Mai 2013 - Diaconia 2013 : Sauvons la fraternité, qui mobilise de façon très significative la vie et la réflexion ecclésiale en France depuis son lancement en janvier 2011. Nous avons voulu nous en faire l’écho à travers les témoignages – parsemés tout au long du dossier – de personnes aux ancrages très différents (Jean-Yves Grenet, François-Xavier Boca, Isabelle Le Bourgeois, Jean-Claude Caillaux, Guy Aurenche, Arnaud Desjonquères, Nathalie Arrighi, Claire Fourcade). Toutes se réfèrent à d’autres personnes dont le parcours a marqué leur propre vocation au service. Toutes pourraient sans doute se reconnaître dans cette « mystique du service » que saint Ignace exprimait ainsi : « Dieu cherche en nous la volonté sincère de le servir et de servir ainsi le prochain. » C’est-à-dire : « En tout aimer et servir » (Jean Charlier).
Mais cela ne doit pas se faire sans pudeur : si l’on peut donner sans rien retenir à soi, on ne doit le faire sans retenue. Car la dette créée chez le donataire est d’autant plus grande que le don est généreux. On ne peut en outre ignorer que la main qui donne est au-dessus de celle qui, humblement ou honteusement, s’ouvre et reçoit (Martin Steffens). D’autant que, bien des fois en voulant rendre service, en cherchant à faire du bien, le résultat n’est pas à la hauteur de la visée mais, bien plus, il provoque des conséquences funestes et contribue plutôt à accroître les difficultés. Ici, la bonne intention se révèle néfaste, mais comment éviter un tel risque dans les relations humaines (Paul Valadier) ?

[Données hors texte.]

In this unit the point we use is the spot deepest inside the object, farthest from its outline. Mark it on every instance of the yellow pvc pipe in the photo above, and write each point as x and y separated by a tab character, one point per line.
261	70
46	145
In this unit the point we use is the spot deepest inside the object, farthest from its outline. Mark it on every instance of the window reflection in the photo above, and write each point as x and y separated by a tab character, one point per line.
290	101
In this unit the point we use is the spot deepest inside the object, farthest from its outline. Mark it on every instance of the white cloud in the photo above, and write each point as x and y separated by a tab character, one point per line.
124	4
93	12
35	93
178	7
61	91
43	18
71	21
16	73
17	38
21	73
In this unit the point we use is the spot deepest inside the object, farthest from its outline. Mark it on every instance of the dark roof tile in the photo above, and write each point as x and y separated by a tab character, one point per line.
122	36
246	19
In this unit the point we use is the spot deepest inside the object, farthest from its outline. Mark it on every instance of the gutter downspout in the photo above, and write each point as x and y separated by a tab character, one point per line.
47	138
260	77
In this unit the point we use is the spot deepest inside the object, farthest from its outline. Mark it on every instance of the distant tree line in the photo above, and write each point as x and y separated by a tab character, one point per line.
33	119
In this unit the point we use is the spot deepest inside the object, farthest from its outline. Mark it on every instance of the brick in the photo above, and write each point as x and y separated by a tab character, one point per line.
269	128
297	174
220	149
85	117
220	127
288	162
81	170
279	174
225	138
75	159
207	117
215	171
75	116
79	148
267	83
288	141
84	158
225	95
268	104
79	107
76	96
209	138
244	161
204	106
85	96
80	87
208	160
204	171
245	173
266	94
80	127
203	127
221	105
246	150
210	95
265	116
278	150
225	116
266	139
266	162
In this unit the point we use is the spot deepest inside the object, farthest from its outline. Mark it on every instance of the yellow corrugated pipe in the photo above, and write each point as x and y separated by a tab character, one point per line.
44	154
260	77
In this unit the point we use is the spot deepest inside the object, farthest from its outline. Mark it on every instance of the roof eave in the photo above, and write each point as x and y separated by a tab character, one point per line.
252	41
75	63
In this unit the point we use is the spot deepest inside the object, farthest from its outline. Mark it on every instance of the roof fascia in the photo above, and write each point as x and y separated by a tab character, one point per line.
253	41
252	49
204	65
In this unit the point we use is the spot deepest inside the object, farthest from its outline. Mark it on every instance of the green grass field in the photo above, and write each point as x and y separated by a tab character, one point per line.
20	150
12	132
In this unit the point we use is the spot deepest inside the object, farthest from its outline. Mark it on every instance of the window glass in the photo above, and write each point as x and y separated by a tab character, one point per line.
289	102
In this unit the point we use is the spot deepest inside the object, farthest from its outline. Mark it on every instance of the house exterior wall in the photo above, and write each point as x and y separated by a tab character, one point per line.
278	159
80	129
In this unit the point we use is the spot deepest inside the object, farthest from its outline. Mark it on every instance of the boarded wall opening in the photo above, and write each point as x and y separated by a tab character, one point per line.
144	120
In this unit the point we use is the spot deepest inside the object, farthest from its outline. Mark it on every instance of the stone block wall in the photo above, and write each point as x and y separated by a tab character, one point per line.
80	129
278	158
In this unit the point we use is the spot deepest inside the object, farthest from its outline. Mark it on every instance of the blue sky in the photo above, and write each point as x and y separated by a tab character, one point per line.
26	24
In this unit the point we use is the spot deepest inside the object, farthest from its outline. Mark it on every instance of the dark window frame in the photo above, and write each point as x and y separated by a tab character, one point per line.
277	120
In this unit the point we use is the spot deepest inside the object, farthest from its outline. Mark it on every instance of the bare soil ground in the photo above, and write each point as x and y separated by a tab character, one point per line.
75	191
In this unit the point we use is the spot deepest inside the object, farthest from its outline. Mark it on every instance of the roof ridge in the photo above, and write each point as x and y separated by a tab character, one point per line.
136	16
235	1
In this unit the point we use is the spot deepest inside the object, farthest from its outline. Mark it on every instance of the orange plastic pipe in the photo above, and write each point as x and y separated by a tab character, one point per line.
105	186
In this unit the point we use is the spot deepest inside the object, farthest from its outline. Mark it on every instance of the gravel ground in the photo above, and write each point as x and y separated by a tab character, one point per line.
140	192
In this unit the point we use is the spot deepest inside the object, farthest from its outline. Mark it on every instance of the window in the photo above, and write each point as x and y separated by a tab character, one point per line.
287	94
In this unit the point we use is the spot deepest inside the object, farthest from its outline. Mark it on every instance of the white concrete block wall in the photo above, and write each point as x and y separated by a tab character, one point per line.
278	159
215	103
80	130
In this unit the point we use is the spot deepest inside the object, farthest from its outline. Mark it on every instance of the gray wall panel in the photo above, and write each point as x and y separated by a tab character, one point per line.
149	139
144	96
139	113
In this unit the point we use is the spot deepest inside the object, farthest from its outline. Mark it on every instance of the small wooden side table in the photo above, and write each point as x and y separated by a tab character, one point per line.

Seule une configuration au Christ serviteur peut nous faire sortir de ces impasses humaines, trop humaines. Mais il n’est pas aisé de reconnaître le Christ sous les traits du serviteur, que la foi nous désigne plutôt comme sauveur. Cette part cachée du Christ, à proprement parler mystique, s’éclaire progressivement à la lumière conjointe de nos choix de vie et de l’Évangile qui nous révèle l’unique Serviteur, celui à qui peut renvoyer tout service des hommes envisagé comme service du frère (Remi de Maindreville). C’est bien à une mystique de service, par amour de Celui qui n’est pas venu pour être servi mais pour servir, que le désir d’« aider les âmes » a conduit Ignace. Dans la chapelle de la Storta, en novembre 1537, il sembla voir le Christ avec la croix sur l’épaule et le Père auprès de lui qui disait : « Je veux que tu prennes celui-ci pour ton serviteur. » Et alors Jésus le prit et lui dit : « Je veux que tu nous serves. » Les modalités pratiques d’une vie de service de Dieu avec le Christ, et comme lui par amour, furent déterminées par les circonstances. Faire en sorte d’agir comme aurait fait le Christ était une manière de répondre à l’appel du Règne et de voir Dieu en toutes choses (Monique Luirard).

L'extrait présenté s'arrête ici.